17 décembre 2018

Le règlement sur la protection des passagers aériens est insuffisant, selon le NPD

OTTAWA – Malgré les appels répétés du NPD au cours des dix dernières années demandant que des actions soient prises concernant la protection des passagers aériens, l’annonce du ministre Garneau aujourd’hui n’inclue aucune mesure afin de protéger les passagers aériens durant la saison des Fêtes ou avant la fin de 2019.

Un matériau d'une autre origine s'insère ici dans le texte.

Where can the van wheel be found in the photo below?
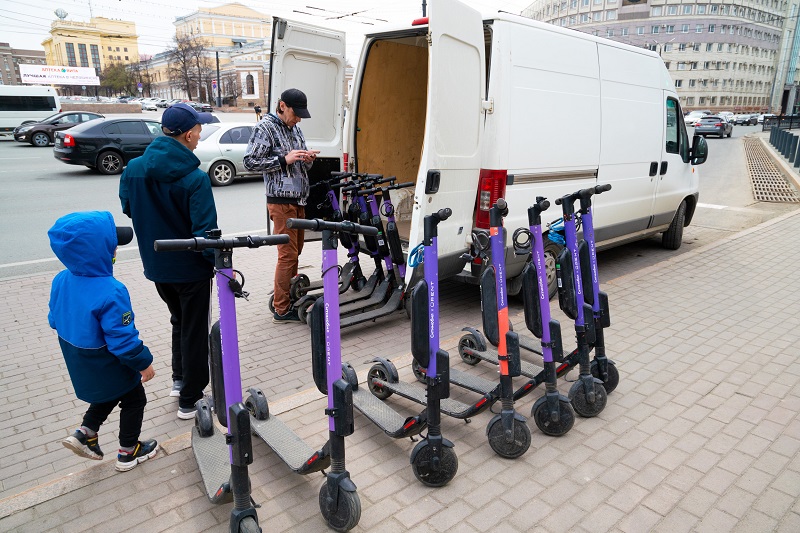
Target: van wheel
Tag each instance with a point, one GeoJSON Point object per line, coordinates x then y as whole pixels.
{"type": "Point", "coordinates": [672, 238]}
{"type": "Point", "coordinates": [221, 173]}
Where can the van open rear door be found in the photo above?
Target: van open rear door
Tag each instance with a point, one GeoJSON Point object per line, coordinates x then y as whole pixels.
{"type": "Point", "coordinates": [448, 174]}
{"type": "Point", "coordinates": [311, 58]}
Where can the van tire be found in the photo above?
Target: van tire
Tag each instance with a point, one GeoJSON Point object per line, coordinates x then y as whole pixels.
{"type": "Point", "coordinates": [672, 238]}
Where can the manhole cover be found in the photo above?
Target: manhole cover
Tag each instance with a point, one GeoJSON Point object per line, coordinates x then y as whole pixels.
{"type": "Point", "coordinates": [768, 183]}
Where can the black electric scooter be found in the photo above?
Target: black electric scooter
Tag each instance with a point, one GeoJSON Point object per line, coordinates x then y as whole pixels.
{"type": "Point", "coordinates": [223, 458]}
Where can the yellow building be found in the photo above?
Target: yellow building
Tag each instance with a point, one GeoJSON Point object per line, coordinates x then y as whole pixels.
{"type": "Point", "coordinates": [97, 43]}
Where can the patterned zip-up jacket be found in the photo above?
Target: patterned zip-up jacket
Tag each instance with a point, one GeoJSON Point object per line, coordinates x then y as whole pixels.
{"type": "Point", "coordinates": [269, 144]}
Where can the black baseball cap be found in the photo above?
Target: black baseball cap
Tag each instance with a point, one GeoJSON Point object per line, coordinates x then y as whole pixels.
{"type": "Point", "coordinates": [180, 118]}
{"type": "Point", "coordinates": [296, 99]}
{"type": "Point", "coordinates": [124, 235]}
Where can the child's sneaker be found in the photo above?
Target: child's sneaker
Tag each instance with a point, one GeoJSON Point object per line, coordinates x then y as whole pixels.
{"type": "Point", "coordinates": [83, 445]}
{"type": "Point", "coordinates": [141, 453]}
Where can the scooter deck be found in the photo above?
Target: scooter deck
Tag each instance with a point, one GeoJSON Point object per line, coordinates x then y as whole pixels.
{"type": "Point", "coordinates": [364, 293]}
{"type": "Point", "coordinates": [448, 406]}
{"type": "Point", "coordinates": [474, 383]}
{"type": "Point", "coordinates": [290, 448]}
{"type": "Point", "coordinates": [376, 298]}
{"type": "Point", "coordinates": [213, 461]}
{"type": "Point", "coordinates": [386, 418]}
{"type": "Point", "coordinates": [528, 369]}
{"type": "Point", "coordinates": [391, 305]}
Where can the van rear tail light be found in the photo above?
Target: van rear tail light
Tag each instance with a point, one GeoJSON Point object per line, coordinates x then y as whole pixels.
{"type": "Point", "coordinates": [491, 186]}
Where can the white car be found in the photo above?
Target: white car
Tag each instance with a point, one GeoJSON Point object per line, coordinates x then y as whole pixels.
{"type": "Point", "coordinates": [221, 151]}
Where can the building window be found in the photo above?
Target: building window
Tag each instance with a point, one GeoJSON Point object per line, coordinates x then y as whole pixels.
{"type": "Point", "coordinates": [95, 56]}
{"type": "Point", "coordinates": [71, 55]}
{"type": "Point", "coordinates": [83, 55]}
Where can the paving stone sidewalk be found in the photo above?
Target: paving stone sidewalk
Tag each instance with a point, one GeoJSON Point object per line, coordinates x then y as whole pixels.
{"type": "Point", "coordinates": [702, 433]}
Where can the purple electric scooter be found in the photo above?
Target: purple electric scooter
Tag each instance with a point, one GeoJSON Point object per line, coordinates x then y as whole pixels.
{"type": "Point", "coordinates": [225, 474]}
{"type": "Point", "coordinates": [338, 499]}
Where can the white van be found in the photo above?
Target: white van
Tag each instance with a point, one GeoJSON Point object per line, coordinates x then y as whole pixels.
{"type": "Point", "coordinates": [476, 108]}
{"type": "Point", "coordinates": [26, 103]}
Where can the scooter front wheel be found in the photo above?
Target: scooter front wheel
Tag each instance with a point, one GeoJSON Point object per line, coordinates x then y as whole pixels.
{"type": "Point", "coordinates": [519, 444]}
{"type": "Point", "coordinates": [348, 510]}
{"type": "Point", "coordinates": [541, 415]}
{"type": "Point", "coordinates": [427, 474]}
{"type": "Point", "coordinates": [613, 375]}
{"type": "Point", "coordinates": [580, 402]}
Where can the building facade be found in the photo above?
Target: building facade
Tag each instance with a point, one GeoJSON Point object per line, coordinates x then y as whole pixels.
{"type": "Point", "coordinates": [737, 55]}
{"type": "Point", "coordinates": [10, 58]}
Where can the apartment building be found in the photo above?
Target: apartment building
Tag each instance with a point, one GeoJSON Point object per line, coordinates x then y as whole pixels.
{"type": "Point", "coordinates": [738, 55]}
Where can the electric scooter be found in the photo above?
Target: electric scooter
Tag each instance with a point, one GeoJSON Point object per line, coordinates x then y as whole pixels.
{"type": "Point", "coordinates": [338, 499]}
{"type": "Point", "coordinates": [225, 477]}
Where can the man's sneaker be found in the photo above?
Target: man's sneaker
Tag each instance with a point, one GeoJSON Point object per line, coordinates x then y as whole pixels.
{"type": "Point", "coordinates": [176, 389]}
{"type": "Point", "coordinates": [141, 453]}
{"type": "Point", "coordinates": [289, 317]}
{"type": "Point", "coordinates": [83, 445]}
{"type": "Point", "coordinates": [186, 413]}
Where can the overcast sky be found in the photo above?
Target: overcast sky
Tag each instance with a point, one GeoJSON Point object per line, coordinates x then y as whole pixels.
{"type": "Point", "coordinates": [27, 22]}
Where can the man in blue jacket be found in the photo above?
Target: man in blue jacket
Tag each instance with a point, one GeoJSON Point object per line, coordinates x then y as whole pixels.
{"type": "Point", "coordinates": [168, 197]}
{"type": "Point", "coordinates": [91, 311]}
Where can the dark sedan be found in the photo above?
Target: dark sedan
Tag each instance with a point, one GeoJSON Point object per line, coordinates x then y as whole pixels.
{"type": "Point", "coordinates": [107, 144]}
{"type": "Point", "coordinates": [43, 133]}
{"type": "Point", "coordinates": [713, 125]}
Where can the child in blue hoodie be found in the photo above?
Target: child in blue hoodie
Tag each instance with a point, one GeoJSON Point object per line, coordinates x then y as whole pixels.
{"type": "Point", "coordinates": [91, 311]}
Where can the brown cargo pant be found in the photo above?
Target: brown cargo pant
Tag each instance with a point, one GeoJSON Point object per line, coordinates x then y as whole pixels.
{"type": "Point", "coordinates": [288, 254]}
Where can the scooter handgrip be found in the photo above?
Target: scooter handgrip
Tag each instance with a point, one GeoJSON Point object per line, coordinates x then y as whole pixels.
{"type": "Point", "coordinates": [175, 245]}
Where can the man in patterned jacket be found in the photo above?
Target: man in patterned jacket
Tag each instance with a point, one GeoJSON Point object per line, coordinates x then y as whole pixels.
{"type": "Point", "coordinates": [278, 149]}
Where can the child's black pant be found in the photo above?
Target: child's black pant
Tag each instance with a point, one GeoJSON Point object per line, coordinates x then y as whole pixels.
{"type": "Point", "coordinates": [130, 417]}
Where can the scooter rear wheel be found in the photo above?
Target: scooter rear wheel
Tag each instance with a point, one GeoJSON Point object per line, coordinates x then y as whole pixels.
{"type": "Point", "coordinates": [541, 415]}
{"type": "Point", "coordinates": [613, 375]}
{"type": "Point", "coordinates": [348, 512]}
{"type": "Point", "coordinates": [497, 439]}
{"type": "Point", "coordinates": [426, 474]}
{"type": "Point", "coordinates": [468, 341]}
{"type": "Point", "coordinates": [378, 371]}
{"type": "Point", "coordinates": [580, 403]}
{"type": "Point", "coordinates": [249, 525]}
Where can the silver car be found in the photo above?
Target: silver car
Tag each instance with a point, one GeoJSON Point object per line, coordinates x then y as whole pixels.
{"type": "Point", "coordinates": [221, 151]}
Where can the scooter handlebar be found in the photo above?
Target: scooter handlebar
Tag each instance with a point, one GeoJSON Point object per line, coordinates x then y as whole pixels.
{"type": "Point", "coordinates": [316, 224]}
{"type": "Point", "coordinates": [197, 244]}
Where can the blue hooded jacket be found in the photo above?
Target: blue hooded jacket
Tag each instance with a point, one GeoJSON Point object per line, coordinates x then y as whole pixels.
{"type": "Point", "coordinates": [91, 311]}
{"type": "Point", "coordinates": [168, 197]}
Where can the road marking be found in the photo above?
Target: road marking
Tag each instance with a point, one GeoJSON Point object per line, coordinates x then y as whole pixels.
{"type": "Point", "coordinates": [120, 249]}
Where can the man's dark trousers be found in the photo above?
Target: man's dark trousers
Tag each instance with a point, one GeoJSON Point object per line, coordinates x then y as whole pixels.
{"type": "Point", "coordinates": [188, 305]}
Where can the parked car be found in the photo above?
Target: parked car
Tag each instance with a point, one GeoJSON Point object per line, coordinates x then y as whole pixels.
{"type": "Point", "coordinates": [221, 151]}
{"type": "Point", "coordinates": [42, 133]}
{"type": "Point", "coordinates": [106, 144]}
{"type": "Point", "coordinates": [713, 125]}
{"type": "Point", "coordinates": [746, 119]}
{"type": "Point", "coordinates": [201, 107]}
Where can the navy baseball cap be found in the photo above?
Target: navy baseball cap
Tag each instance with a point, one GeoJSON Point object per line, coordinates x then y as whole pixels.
{"type": "Point", "coordinates": [180, 118]}
{"type": "Point", "coordinates": [296, 99]}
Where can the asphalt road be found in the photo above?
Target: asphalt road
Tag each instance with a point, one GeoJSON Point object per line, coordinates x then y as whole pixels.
{"type": "Point", "coordinates": [35, 189]}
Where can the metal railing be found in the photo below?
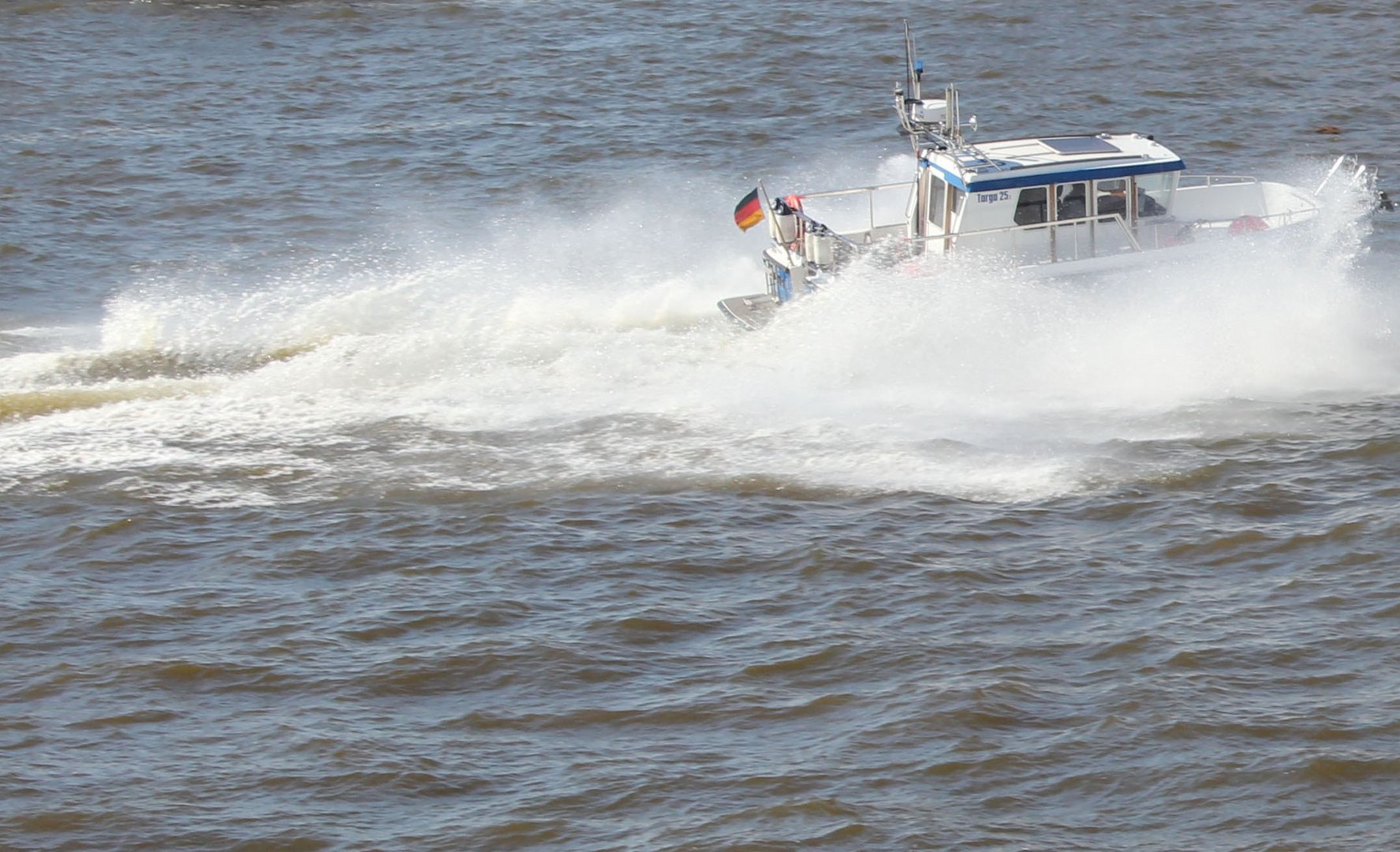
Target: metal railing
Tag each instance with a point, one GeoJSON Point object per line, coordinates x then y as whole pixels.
{"type": "Point", "coordinates": [870, 207]}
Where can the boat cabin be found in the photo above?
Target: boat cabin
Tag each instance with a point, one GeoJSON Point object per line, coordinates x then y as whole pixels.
{"type": "Point", "coordinates": [1091, 195]}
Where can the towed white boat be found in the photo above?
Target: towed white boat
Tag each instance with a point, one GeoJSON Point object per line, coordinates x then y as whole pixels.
{"type": "Point", "coordinates": [1058, 205]}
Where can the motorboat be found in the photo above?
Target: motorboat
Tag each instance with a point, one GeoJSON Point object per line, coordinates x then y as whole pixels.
{"type": "Point", "coordinates": [1055, 205]}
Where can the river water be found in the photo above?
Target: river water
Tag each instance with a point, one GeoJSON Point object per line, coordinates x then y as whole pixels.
{"type": "Point", "coordinates": [379, 474]}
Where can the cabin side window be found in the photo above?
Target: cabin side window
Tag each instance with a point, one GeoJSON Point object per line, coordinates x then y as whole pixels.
{"type": "Point", "coordinates": [1070, 200]}
{"type": "Point", "coordinates": [1155, 194]}
{"type": "Point", "coordinates": [1031, 207]}
{"type": "Point", "coordinates": [1111, 198]}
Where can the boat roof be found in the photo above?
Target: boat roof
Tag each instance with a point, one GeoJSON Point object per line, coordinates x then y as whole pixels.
{"type": "Point", "coordinates": [1011, 163]}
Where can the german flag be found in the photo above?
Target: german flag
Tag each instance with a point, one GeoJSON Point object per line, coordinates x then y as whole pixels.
{"type": "Point", "coordinates": [748, 212]}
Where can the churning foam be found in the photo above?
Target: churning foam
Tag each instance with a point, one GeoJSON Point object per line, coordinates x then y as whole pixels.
{"type": "Point", "coordinates": [590, 349]}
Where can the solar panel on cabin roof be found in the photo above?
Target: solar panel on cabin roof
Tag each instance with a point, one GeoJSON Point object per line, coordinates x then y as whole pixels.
{"type": "Point", "coordinates": [1081, 144]}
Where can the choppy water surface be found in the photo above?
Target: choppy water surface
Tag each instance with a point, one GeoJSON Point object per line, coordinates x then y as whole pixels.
{"type": "Point", "coordinates": [379, 473]}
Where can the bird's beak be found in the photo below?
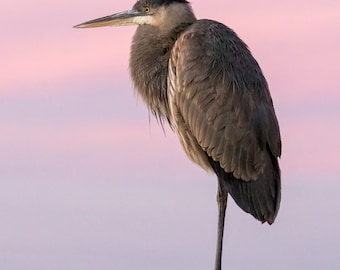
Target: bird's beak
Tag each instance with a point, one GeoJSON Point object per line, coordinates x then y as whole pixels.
{"type": "Point", "coordinates": [127, 17]}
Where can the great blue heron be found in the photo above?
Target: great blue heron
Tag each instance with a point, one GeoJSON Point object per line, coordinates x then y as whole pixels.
{"type": "Point", "coordinates": [199, 76]}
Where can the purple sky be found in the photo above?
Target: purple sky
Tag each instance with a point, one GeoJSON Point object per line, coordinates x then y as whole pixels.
{"type": "Point", "coordinates": [88, 183]}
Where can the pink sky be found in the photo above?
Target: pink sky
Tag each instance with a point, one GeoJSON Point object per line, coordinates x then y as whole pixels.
{"type": "Point", "coordinates": [73, 163]}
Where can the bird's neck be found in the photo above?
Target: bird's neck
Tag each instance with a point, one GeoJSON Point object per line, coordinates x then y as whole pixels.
{"type": "Point", "coordinates": [149, 58]}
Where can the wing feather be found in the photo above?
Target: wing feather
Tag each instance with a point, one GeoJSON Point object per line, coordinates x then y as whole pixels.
{"type": "Point", "coordinates": [227, 121]}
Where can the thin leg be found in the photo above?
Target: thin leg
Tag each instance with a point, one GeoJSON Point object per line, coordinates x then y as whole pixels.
{"type": "Point", "coordinates": [222, 197]}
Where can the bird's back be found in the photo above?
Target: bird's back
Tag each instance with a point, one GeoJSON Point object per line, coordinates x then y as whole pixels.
{"type": "Point", "coordinates": [223, 114]}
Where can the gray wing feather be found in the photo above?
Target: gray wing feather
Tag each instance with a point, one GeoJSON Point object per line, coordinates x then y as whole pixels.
{"type": "Point", "coordinates": [223, 113]}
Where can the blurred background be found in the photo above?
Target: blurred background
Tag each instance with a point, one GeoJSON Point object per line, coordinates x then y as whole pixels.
{"type": "Point", "coordinates": [88, 179]}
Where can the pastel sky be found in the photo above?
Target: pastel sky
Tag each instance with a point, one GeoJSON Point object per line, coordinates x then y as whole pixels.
{"type": "Point", "coordinates": [87, 181]}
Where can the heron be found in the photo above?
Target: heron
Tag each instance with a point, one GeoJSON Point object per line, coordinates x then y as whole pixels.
{"type": "Point", "coordinates": [201, 78]}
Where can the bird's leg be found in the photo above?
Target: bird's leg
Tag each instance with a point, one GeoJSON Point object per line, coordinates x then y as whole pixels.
{"type": "Point", "coordinates": [222, 197]}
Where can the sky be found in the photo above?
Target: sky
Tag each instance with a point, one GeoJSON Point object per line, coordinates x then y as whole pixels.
{"type": "Point", "coordinates": [88, 180]}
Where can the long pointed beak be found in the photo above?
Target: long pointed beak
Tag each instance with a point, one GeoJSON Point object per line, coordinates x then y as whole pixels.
{"type": "Point", "coordinates": [119, 19]}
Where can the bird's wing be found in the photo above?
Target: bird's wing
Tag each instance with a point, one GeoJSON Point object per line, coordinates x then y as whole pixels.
{"type": "Point", "coordinates": [220, 102]}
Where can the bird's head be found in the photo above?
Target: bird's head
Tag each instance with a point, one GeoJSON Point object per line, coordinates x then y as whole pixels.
{"type": "Point", "coordinates": [159, 13]}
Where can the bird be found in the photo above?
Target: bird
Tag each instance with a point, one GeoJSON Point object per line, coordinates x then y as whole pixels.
{"type": "Point", "coordinates": [198, 76]}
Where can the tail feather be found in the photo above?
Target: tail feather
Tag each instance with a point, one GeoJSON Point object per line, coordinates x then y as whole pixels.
{"type": "Point", "coordinates": [261, 197]}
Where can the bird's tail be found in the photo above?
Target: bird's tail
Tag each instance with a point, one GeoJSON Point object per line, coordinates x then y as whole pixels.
{"type": "Point", "coordinates": [261, 197]}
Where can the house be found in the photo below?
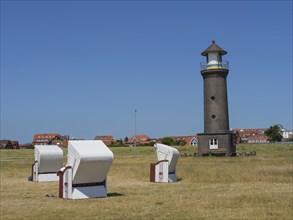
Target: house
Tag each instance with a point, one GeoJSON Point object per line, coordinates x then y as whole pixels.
{"type": "Point", "coordinates": [258, 139]}
{"type": "Point", "coordinates": [15, 144]}
{"type": "Point", "coordinates": [246, 135]}
{"type": "Point", "coordinates": [5, 144]}
{"type": "Point", "coordinates": [107, 139]}
{"type": "Point", "coordinates": [287, 133]}
{"type": "Point", "coordinates": [186, 140]}
{"type": "Point", "coordinates": [191, 140]}
{"type": "Point", "coordinates": [139, 139]}
{"type": "Point", "coordinates": [50, 139]}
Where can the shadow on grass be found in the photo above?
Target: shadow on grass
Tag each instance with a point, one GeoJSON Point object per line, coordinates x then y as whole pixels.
{"type": "Point", "coordinates": [114, 194]}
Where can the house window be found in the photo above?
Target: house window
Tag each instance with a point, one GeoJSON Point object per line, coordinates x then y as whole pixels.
{"type": "Point", "coordinates": [213, 143]}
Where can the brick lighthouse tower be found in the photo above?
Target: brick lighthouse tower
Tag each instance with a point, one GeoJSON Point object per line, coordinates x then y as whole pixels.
{"type": "Point", "coordinates": [217, 138]}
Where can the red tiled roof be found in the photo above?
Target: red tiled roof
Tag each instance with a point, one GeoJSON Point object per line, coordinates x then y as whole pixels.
{"type": "Point", "coordinates": [44, 137]}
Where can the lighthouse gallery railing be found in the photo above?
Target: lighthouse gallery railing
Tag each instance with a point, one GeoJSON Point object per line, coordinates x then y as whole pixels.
{"type": "Point", "coordinates": [222, 65]}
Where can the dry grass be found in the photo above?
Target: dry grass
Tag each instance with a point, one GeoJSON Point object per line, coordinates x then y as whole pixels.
{"type": "Point", "coordinates": [256, 187]}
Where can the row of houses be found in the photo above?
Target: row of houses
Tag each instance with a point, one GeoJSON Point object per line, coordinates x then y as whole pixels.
{"type": "Point", "coordinates": [250, 136]}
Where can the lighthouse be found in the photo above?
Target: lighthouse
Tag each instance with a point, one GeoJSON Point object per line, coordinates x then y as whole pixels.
{"type": "Point", "coordinates": [217, 138]}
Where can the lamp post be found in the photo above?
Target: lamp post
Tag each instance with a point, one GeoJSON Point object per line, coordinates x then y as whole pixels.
{"type": "Point", "coordinates": [135, 132]}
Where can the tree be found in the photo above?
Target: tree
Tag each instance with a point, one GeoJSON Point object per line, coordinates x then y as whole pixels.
{"type": "Point", "coordinates": [274, 132]}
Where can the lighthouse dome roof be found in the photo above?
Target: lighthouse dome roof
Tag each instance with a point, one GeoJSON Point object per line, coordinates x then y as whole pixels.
{"type": "Point", "coordinates": [213, 48]}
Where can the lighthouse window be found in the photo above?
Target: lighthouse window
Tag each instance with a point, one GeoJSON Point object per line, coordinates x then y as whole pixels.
{"type": "Point", "coordinates": [213, 143]}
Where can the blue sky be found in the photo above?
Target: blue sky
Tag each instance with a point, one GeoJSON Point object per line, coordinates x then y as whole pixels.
{"type": "Point", "coordinates": [81, 68]}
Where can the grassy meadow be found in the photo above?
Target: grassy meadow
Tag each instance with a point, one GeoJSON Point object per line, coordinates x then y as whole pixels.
{"type": "Point", "coordinates": [244, 187]}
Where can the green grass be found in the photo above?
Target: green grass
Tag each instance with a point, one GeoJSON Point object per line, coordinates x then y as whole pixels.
{"type": "Point", "coordinates": [255, 187]}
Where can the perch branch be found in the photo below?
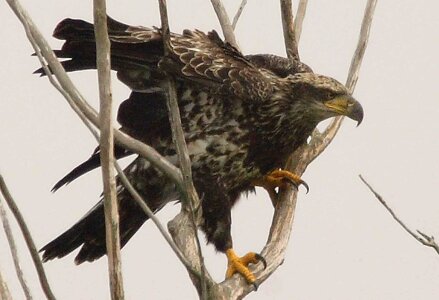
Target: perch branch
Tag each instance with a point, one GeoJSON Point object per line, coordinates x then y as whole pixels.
{"type": "Point", "coordinates": [14, 252]}
{"type": "Point", "coordinates": [421, 237]}
{"type": "Point", "coordinates": [323, 140]}
{"type": "Point", "coordinates": [28, 238]}
{"type": "Point", "coordinates": [106, 143]}
{"type": "Point", "coordinates": [192, 203]}
{"type": "Point", "coordinates": [281, 227]}
{"type": "Point", "coordinates": [238, 13]}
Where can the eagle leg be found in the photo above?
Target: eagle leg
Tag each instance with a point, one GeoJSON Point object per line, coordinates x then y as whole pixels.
{"type": "Point", "coordinates": [239, 265]}
{"type": "Point", "coordinates": [280, 178]}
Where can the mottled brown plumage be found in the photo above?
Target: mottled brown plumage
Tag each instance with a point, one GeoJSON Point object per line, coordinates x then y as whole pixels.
{"type": "Point", "coordinates": [242, 116]}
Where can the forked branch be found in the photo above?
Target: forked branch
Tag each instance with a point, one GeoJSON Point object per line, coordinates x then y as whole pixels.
{"type": "Point", "coordinates": [421, 237]}
{"type": "Point", "coordinates": [106, 144]}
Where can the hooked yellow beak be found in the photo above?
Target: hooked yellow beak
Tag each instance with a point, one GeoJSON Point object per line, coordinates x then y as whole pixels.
{"type": "Point", "coordinates": [346, 105]}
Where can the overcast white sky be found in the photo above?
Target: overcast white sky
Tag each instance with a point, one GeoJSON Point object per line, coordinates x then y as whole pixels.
{"type": "Point", "coordinates": [344, 244]}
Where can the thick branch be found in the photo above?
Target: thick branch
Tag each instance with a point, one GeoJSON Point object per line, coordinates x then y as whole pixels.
{"type": "Point", "coordinates": [421, 237]}
{"type": "Point", "coordinates": [106, 144]}
{"type": "Point", "coordinates": [28, 238]}
{"type": "Point", "coordinates": [14, 252]}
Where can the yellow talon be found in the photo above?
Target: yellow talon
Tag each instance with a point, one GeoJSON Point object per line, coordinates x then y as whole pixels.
{"type": "Point", "coordinates": [239, 265]}
{"type": "Point", "coordinates": [280, 178]}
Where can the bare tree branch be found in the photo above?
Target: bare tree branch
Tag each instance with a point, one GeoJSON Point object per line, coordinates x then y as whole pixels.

« Si le gouvernement avait la volonté de faire ça correctement, il aurait déjà mis en place des droits de base pour les passagers aériens, en se donnant la capacité de mettre à jour la régulation dans le futur, a déclaré le porte-parole du NPD en matière d’industrie, Brian Massé. Au lieu de cela, la population canadienne a dû attendre pendant que le gouvernement menait consultation après consultation, et elle doit maintenant attendre encore soixante jours pendant un énième processus de consultation. C’est absurde. »

Jusqu’à maintenant, les compagnies aériennes ont pu choisir quand elles aideraient les consommateurs et consommatrices qui se plaignent et quelle compensation leur verser. L’annonce d’aujourd’hui aurait dû changer ce système, mais elle laisse aux passagers et passagères la responsabilité de déposer une plainte formelle afin d’obtenir une compensation pour des délais non-désirés et autres problèmes lors de leur voyage.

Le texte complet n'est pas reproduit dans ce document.